Promoter escape by RNA polymerase II. Downstream promoter DNA is required during multiple steps of early transcription

Abstract

Recent evidence, obtained in a reconstituted RNA polymerase II transcription system, indicated that the promoter escape stage of transcription requires template DNA located downstream of the elongating polymerase. In the absence of downstream DNA, very early elongation complexes are unable to synthesize transcripts longer than approximately 10-14 nucleotides. In contrast, once transcripts longer than approximately 15 nucleotides have been synthesized, an extended region of downstream DNA is no longer required (Dvir, A., Tan, S., Conaway, J. W., and Conaway, R. C. (1997) J. Biol. Chem. 272, 28175-28178). In this work, we sought to define precisely when, during the synthesis of the first 10-15 phosphodiester bonds, downstream DNA is required. We report that, for complete promoter escape, downstream DNA extending to position 40/42 is required. The polymerase can be forced to arrest at several points prior to the completion of promoter escape by removing downstream DNA proximally to positions 40/42. The positions at which the polymerase arrests appear to be determined by the length of available downstream DNA, with arrest occurring at a relatively fixed position of approximately 28 nucleotides to the distal end of the template. A similar requirement is observed for transcription initiation, i.e. the formation of the first phosphodiester bond of nascent transcripts.

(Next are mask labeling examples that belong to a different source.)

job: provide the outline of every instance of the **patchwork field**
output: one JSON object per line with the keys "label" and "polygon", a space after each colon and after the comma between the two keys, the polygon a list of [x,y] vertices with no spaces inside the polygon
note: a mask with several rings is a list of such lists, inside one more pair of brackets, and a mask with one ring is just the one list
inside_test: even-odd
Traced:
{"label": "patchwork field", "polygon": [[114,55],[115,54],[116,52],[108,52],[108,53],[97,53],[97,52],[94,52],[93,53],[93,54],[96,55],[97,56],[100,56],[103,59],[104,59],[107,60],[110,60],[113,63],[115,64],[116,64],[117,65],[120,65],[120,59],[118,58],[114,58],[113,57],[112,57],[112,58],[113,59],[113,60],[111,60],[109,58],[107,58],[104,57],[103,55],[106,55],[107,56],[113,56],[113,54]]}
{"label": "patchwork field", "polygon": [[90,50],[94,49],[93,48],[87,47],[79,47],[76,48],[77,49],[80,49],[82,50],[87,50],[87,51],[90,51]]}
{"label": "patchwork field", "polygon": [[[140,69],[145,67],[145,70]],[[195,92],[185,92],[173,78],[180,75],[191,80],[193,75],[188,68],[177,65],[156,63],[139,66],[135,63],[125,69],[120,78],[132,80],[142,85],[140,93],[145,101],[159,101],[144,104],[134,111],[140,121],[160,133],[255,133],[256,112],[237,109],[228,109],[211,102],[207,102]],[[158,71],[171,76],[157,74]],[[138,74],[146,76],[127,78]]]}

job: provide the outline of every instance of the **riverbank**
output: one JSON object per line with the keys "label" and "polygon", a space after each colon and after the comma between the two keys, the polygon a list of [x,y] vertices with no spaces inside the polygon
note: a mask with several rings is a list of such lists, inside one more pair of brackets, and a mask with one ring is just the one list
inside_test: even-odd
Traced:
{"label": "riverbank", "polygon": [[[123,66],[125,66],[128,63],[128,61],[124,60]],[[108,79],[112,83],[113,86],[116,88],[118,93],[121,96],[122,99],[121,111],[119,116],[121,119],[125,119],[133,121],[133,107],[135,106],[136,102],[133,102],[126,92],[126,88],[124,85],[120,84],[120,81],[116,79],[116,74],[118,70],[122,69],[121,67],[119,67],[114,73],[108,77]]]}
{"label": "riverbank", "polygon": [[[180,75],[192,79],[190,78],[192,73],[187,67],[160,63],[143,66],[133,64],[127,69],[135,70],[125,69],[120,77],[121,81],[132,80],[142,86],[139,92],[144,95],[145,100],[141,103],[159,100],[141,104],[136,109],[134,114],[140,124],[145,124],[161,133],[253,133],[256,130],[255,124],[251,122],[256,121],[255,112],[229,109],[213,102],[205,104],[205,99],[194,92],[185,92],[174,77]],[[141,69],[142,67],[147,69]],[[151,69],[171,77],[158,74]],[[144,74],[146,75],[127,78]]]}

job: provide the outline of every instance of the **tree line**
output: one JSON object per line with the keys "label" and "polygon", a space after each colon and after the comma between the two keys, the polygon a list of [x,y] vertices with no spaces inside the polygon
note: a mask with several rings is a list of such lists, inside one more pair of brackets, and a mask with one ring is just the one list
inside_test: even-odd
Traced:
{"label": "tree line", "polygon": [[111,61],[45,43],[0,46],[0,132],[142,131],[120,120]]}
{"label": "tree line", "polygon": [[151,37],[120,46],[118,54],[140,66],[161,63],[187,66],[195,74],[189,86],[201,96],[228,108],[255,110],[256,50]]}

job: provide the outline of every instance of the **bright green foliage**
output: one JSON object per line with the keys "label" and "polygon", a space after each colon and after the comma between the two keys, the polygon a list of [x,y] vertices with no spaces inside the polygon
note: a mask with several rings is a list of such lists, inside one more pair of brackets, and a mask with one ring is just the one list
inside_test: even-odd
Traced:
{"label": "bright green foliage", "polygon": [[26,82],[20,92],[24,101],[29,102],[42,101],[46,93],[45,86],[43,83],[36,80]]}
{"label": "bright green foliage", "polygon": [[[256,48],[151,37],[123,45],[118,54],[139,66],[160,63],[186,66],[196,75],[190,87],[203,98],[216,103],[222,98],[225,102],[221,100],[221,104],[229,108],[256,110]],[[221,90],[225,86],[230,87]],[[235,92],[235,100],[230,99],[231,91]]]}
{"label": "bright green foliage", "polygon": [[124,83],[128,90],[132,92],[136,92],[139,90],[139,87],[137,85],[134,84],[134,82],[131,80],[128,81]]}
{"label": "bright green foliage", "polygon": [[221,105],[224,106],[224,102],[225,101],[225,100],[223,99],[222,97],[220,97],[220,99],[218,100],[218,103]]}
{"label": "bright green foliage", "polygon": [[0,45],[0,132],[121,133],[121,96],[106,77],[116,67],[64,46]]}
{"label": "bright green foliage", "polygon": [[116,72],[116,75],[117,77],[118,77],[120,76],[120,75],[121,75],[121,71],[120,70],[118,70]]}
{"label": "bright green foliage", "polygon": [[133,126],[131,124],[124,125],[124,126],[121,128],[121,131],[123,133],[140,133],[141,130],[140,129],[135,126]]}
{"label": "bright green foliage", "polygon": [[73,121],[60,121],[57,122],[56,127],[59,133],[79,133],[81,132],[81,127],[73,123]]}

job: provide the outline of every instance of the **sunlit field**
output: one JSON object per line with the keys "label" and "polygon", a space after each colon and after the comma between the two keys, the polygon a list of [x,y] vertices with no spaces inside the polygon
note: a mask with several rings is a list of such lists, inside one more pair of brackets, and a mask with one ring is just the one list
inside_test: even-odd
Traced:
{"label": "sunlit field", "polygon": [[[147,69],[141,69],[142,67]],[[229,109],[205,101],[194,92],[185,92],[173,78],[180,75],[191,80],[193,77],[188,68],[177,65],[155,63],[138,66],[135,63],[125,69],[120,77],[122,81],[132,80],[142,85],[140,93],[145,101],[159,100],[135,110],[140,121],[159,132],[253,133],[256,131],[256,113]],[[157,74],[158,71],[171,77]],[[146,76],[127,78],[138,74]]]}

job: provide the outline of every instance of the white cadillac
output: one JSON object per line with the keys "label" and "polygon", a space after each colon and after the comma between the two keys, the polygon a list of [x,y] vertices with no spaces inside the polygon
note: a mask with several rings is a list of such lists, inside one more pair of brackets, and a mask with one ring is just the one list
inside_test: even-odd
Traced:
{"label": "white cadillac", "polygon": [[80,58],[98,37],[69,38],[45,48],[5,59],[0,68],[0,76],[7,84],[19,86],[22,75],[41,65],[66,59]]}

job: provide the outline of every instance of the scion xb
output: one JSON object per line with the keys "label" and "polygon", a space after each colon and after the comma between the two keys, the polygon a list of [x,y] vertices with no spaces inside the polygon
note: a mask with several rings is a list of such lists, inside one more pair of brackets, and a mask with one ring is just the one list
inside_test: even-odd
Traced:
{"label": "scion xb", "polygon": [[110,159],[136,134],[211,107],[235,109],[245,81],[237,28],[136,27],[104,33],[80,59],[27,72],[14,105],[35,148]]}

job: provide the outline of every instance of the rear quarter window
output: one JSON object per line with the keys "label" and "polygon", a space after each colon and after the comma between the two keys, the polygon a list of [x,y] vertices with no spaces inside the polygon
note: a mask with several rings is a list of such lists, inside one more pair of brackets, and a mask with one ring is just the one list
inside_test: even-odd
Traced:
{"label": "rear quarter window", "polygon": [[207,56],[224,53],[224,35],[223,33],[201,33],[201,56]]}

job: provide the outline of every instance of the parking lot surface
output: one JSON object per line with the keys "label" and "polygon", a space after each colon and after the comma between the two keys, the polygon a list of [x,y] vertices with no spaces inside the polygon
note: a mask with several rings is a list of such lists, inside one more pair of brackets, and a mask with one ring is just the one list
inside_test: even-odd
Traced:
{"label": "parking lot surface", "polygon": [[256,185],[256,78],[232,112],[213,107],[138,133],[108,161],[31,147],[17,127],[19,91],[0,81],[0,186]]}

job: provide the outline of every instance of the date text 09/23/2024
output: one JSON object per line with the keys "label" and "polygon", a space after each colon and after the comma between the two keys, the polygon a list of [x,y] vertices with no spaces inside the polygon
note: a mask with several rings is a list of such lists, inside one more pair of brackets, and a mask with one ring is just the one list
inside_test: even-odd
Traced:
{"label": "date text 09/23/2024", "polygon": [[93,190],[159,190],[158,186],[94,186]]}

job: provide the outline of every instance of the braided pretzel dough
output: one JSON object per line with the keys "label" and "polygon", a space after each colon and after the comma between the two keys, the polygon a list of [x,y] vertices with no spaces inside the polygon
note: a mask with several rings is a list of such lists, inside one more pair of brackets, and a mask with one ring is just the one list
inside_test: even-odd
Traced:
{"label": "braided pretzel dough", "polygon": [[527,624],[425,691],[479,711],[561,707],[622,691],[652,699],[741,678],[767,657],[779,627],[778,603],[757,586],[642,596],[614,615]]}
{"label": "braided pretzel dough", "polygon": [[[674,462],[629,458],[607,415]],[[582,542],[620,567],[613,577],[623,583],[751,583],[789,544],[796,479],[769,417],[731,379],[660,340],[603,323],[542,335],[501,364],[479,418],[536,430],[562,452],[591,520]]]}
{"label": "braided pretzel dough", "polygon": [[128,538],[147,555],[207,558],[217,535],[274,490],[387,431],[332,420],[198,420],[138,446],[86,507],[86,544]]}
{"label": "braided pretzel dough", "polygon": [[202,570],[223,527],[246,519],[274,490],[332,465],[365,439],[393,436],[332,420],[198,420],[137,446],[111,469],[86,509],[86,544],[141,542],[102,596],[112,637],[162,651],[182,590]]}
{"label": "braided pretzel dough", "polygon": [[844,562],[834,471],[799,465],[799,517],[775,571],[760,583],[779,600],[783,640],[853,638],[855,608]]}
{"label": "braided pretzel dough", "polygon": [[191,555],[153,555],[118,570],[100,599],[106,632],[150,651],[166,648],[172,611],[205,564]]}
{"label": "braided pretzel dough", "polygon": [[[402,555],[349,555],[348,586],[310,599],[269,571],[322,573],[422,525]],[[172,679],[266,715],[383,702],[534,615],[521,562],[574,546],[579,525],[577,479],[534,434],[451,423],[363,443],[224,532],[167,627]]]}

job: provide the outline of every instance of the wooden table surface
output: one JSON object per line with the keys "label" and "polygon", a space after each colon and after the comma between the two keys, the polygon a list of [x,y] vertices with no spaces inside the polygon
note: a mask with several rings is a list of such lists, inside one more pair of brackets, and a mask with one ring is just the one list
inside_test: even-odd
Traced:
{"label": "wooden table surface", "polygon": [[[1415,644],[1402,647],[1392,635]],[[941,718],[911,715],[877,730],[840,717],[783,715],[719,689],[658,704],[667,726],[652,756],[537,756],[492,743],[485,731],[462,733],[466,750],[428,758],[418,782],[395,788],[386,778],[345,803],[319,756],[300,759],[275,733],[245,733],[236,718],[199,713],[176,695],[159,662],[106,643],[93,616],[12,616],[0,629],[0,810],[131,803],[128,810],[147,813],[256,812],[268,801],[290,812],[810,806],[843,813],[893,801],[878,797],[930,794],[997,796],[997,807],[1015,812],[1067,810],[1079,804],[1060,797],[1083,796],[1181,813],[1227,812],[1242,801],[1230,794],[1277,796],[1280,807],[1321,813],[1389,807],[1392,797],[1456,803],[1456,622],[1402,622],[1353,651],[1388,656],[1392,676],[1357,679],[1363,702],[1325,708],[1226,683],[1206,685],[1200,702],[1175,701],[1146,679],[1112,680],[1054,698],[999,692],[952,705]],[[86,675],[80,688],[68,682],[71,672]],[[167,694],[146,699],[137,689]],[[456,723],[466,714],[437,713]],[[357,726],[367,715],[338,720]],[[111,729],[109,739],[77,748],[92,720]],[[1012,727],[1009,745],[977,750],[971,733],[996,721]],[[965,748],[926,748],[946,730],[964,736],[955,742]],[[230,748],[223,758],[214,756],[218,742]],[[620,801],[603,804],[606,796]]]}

In addition, we show that the requirement for a downstream region is independent of downstream DNA sequence, suggesting that the requirement reflects a general mechanism. Taken together, our results indicate (i) that downstream DNA is required continuously through the synthesis of the first 14-15 phosphodiester bonds of nascent transcripts, and (ii) that a major conformational change in the transcription complex likely occurs only after the completion of promoter escape.